One of those bills was close to Michelle Wilson’s heart. It was Senate Bill 60.

As soon as Kemp signed it, Wilson was the first to hug him.

“What was going through my mind is that we did it. We got here. Nick dying was not in vain,” she said.

The newly signed law requires that student athletes learn about the warning signs of sudden cardiac arrest.

RELATED: 'I don't want another mother to get the call I got:' Mom honors son by donating AEDs to local parks

“Well, it actually affects middle school to high school (students). It states that if they are at the parks or at the school or if they are in any type of sports, that they (coaches) have informational meetings on sudden cardiac arrest,” Wilson explained.

“If a coach sees any signs (of cardiac distress), that student has to leave the field and not come back until they have been cleared from a physician,” she said.

Wilson said she worked with lawmakers like Sen. P.K. Martin to get the bill passed.
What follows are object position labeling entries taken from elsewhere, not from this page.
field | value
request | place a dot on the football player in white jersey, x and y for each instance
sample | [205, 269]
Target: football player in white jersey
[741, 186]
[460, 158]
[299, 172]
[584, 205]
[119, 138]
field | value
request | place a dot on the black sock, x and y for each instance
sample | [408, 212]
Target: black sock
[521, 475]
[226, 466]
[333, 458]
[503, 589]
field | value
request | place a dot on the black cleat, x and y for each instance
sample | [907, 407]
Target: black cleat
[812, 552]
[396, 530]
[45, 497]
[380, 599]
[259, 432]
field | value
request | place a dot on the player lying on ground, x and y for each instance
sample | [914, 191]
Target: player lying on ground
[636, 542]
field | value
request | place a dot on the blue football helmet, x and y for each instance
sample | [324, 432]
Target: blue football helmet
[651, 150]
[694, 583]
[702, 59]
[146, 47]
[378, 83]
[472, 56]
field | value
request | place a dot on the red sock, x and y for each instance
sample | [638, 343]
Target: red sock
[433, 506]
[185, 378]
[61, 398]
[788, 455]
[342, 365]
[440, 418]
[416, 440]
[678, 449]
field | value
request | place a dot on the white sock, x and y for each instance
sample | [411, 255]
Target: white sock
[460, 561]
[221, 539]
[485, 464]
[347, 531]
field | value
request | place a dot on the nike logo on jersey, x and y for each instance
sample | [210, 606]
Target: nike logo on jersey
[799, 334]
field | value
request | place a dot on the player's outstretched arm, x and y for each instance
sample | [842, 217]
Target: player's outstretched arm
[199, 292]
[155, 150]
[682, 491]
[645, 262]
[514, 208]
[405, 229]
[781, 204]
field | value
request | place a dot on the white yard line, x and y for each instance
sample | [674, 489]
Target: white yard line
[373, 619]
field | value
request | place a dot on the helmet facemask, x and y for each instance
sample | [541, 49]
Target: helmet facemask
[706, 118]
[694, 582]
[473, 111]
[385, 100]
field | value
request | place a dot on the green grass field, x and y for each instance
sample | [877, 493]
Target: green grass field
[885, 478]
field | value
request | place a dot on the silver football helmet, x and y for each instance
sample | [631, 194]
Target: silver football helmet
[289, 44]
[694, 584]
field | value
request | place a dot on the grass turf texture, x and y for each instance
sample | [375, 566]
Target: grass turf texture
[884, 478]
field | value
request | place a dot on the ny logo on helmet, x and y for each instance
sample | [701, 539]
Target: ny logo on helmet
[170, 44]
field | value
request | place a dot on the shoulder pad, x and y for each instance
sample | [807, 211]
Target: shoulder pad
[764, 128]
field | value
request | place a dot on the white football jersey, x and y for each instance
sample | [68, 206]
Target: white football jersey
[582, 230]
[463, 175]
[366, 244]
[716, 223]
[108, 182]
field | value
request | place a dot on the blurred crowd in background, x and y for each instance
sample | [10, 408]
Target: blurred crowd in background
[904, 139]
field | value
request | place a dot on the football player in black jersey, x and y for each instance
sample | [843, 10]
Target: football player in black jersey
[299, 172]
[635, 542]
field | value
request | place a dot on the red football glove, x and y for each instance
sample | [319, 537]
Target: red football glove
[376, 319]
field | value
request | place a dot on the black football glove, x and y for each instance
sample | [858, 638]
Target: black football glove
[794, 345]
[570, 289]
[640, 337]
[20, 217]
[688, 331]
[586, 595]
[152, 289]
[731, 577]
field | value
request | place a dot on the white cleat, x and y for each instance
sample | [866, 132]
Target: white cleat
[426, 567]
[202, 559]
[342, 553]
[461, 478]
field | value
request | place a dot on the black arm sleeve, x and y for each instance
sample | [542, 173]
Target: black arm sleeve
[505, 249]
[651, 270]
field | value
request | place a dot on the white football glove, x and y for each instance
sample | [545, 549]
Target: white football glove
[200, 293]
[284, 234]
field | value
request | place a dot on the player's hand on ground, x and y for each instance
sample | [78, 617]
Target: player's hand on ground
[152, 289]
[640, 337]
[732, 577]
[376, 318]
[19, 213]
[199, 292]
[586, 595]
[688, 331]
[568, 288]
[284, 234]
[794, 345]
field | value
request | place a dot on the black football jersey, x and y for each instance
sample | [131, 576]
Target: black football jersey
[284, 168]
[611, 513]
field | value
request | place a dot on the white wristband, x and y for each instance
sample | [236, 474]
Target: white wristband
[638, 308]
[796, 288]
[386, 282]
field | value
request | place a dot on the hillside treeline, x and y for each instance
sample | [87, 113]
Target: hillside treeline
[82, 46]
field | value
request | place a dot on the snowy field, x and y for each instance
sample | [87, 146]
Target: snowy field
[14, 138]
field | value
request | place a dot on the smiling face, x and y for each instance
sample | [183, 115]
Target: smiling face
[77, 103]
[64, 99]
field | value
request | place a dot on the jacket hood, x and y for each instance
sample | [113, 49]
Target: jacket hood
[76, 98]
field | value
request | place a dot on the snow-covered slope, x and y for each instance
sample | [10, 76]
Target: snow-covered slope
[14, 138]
RELATED: Basketball coach calls for changes after young player's death

The new law is named for Jeremy Nelson, a Buford Middle School student who died playing in a recreational league basketball game after collapsing on the court in 2013.

It is also named for her son, Nick Blakely, former Archer High Football player who also collapsed and died after a practice at Stetson University in Florida. He died of a sudden cardiac arrest.

Blakely was preparing for his first collegiate football game. The 19-year-old had dreams of playing in the NFL and working at the Federal Reserve.

“I would have loved to have told Nick that he couldn’t play anymore,” Wilson said.

Wilson has dedicated her life to spreading awareness.

The Nick Blakely Foundation offers free heart screenings for students as well as raising money for automated external defribrillators (AEDs) for Gwinnett County parks.

It has also donated AEDs.

“We have about 50 parks in Gwinnett County," Wilson said. "We have about 15 without AEDs.  We supplied three last year and we plan to do two, at least, this year through the foundation. That’s next, to make sure the AEDs are there.”

Wilson said her dream is to work with NBA hall of famer Shaquille O’Neal, whose son Shareef was sidelined last year at UCLA because of a heart ailment.